Saying this protest had no impact also encourages apathy, which I believe is a tool used by the establishment to minimize political participation, alongside the manipulation of fear. Results matter and numbers may be down, but there's hasn't been any increase in opposition to the war among politicians, many of whom rode a wave of antiwar sentiment in order to get elected. The appeal of being anti-Iraq War could motivate the politicians to actually end it, however they haven't and the reason can't be that the protests have been too weak or non-violent.

Under the political catharsis that grips the supposedly antiwar Democrats, who could blame the antiwar majority for losing confidence that protesting could achieve anything meaningful? The betrayal of the antiwar movement by Democratic politicians and in particular their leadership is but one more tool by which people can lose faith in the electoral process in American politics. Expecting a march, even of 100,000, to achieve instant results in ridiculous. As a matter of fact, during Vietnam, in one weekend in 1971, over 10,000 people were arrested! (This according to a ex-D.C. cop (subject of my October 17th post) I ran into in Maryland on my way to the 9/15 protest.)
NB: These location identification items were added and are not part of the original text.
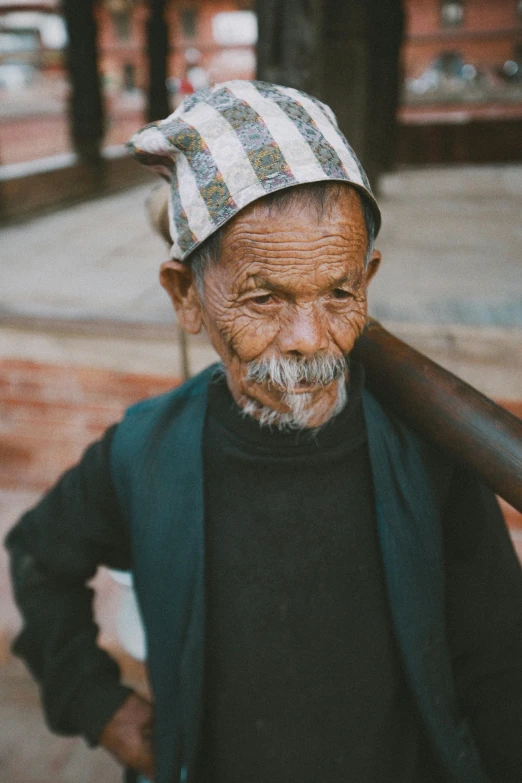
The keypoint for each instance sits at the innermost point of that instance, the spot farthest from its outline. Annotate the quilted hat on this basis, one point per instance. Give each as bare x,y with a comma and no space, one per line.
231,144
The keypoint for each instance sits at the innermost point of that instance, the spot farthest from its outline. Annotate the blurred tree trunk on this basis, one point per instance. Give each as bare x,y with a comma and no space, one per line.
347,54
158,105
86,111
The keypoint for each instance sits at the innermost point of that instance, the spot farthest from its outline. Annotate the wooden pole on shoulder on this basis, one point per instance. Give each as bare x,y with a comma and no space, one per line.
445,409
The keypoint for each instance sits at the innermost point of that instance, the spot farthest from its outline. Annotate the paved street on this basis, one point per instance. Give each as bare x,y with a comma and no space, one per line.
451,239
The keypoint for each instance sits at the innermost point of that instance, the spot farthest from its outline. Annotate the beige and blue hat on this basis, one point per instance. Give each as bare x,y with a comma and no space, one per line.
231,144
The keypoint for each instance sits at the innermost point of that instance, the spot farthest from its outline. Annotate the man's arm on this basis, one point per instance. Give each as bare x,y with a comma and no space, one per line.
55,549
484,603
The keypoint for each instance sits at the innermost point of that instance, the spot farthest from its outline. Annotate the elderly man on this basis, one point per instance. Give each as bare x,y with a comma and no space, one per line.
326,597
By Vietnam-era standards, attendance of 30-50,000 would be paltry. Because the political system nowadays isn't responsive to the voters--clearly a majority of Americans want us out of Iraq and have elected politicians who've chosen not to extracate us--no crowd would be large enough to influence the way things are going. Given the rally's timing--a Saturday--when politicians weren't in session and most likely weren't even in town, the only way for them to find out about the rally was through the mainstream media, should they happen to arrive on the minute or less of MSM coverage on the rally as they channel-surfed from the comforts of their homes.
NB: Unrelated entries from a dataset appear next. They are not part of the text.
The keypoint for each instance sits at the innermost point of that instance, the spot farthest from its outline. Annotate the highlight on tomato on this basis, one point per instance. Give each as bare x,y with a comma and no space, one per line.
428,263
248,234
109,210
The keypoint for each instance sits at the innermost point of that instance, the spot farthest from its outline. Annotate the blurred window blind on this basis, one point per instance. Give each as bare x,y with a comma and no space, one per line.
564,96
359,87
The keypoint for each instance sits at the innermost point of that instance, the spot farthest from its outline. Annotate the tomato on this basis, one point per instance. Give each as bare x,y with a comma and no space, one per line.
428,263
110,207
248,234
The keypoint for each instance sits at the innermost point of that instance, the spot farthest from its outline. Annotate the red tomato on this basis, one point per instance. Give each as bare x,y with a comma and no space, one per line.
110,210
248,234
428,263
There is however a backdoor way in that relies predominantly on word-of-mouth. This is the same way people have always discovered what really goes on. None of the politicians in Washington would ever publicly admit that they'd followed coverage of the rally, but the march must have left an impression in the conscience of even the most cynical politician. The march showed just how upset Americans were about the war and that they were actively trying to stop it. Hide as they might from their constituents who undoubtedly composed part of the crowd, politicians had to realize that the antiwar movement would try and hold them accountable for their failure to follow campaign promises and continue to put pressure on them to follow the popular mandate to end the war.

If the protest were completely peaceful, there'd be little justification for police violence and the march might be less attractive as a news item. This doesn't mean, however, that the protest must be violent to influence policymakers; to the contrary, large scale non-violent protest has been shown to be the most effective method of political confrontation. Anarchists yearning for more radical forms of protest might not be pleased with the results. Still, the antiwar movement is growing and its non-violent nature adds to its mainstream appeal.
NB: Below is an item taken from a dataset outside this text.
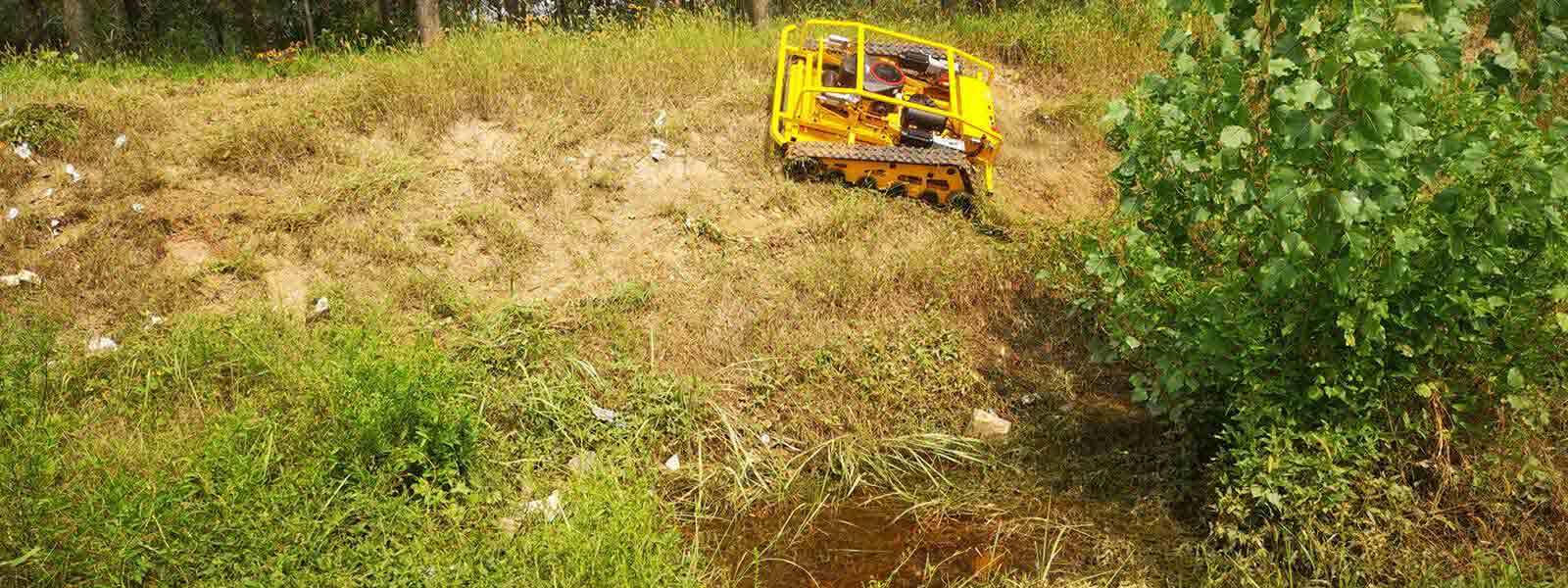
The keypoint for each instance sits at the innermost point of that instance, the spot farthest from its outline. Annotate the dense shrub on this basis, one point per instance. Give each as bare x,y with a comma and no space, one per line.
1341,245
Yes, larger numbers will mean more of an impact. There will be more protests as these war drag on and the prospects for victory continue to dim. If a draft is instituted though, more violence should be anticipated and the September 15th March might be one of the last of its kind: an orderly confrontation devoid of violence whose arrested participants are processed fairly in the Courts. Unfortunately, though, one protester did end fact end up dying when his pacemaker failed, so there's been at least one casualty in the effort to end the war. Most likely there will be more; far fewer though than will die as the result of the continued occupation.